Ya tenemos aquí a la primavera y, aunque todavía faltan algunos días para su entrada oficial, los símbolos de los nuevos brotes de vida ya están presentes a nuestro alrededor. A pesar de las últimas nevadas, la naturaleza se ha hecho hueco para dejarnos al descubirto esos indicios que denotan que los días cada vez son más largos lo cual favorerán la floración de nuestro mundo vegetal. Cada vez parece más claro que los ciclos de floración van establecidos por la iluminación solar, más que por la temperatura ambiental. Quizás las dos especies más características que indican este cambio de estación son la floración del almendro y el de las violetas, de los cuales hago una pequeña reseña (recomiendo principalmente pinchar encima de la foto del almendro, creo que merece la pena verla en estado puro):
Para los hebreos, el almendro era el renacimiento de vida ya que es el primer árbol que florece en primavera. Por lo tanto es el renacimiento de la naturaleza, debido a su floración tan temprana, también es símbolo de fragilidad puesto que sus preciosas flores son muy sensibles a las últimas heladas invernales. Entre las numerosas leyendas que a lo largo de la historia ha llevado como protagonista a la floración del almendro destaco esta preciosa leyenda árabe: Dice la leyenda que en Córdoba existió un Califa a quién todos respetaban y admiraban. Cierto día decidió viajar a Granada para ver al Sultán, que era padre de tres hermosas hijas: Azahara, Yasmine y Zineb. Azahara y el Sultán se enamoraron y se llevo a su amor cuando regresó a Córdoba. Tanto amor le tenía que mandó construir un palacio, al que puso el nombre de Medinat Al Zahara (ciudad de Azahara). A pesar del increíble palacio y de los cuidados del Califa encontraba a su amada triste. Un día le preguntó “Azahara, amada mía ¿Qué es lo que tienes?” ella le contestó tristemente “Señor mío, cada mañana desde mi llegada, me levanto y me asomo a la ventana de la torre más alta de palacio, para poder ver desde allí Sierra Nevada y comprobar si puedo ver la nieve. Y cada día me vuelvo, apenada, por no conseguir ver nada”. El Califa no sabía qué hacer para agradar a su esposa. Una mañana, cuando la primavera estaba cerca, Azahara como de costumbre se asomó al balcón y vio desde allí que la nieve cubría Sierra Nevada. El Califa que tanto la quería, había plantado almendros en toda la Sierra cordobesa, y estos a florecer, daban el aspecto de que todo estaba nevado.

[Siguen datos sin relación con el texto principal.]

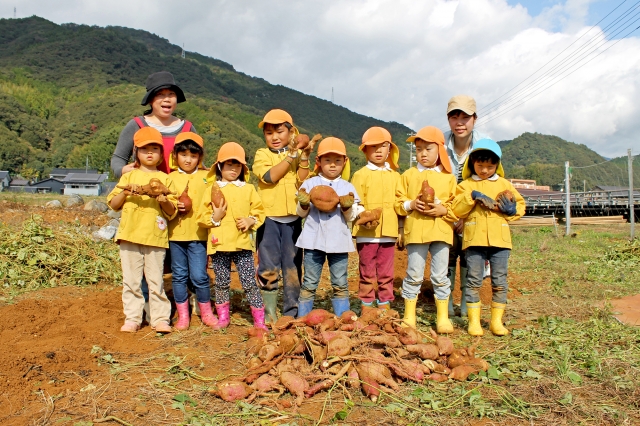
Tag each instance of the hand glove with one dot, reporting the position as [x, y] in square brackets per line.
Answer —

La violeta, esta pequeña planta herbácea, también está llena de leyendas, de las que sería muy extenso redactarlas todas. Destaco una de la mitología griega que cuenta que después de haber creado los dioses el invierno, de un soplo apartaron las nieves y la hierba, de esta forma comenzó a nacer, las aguas de los arroyos a corres y el sol a salir entre las nubes. Ante el espectáculo los dioses comenzaron a llorar de alegría y estas lágrimas cayeron sobre la tierra, brotando de ellas la violetas. Por eso también se las conoce como “lagrimas de los dioses”. Dicen que soñar con ellas es una promesa de progreso en la vida. Cuentan que es buen remedio para los mareos si te colocas una corona de estas flores en la cabeza, también se las conoce como un símbolo de buena suerte. Parece ser que cuando se vea florecer en otoño es un símbolo de epidemia durante el año. Es muy apreciada en perfumería por su agradable olor. También es muy utilizada en medicina, especialmente para tratamientos de bronquitis, catarro, contusiones, fiebre, tos…. Su forma de uso es en infusiones, tisanas y cocimientos (se pueden utilizar tanto las flores, las hojas e incluso las raíces).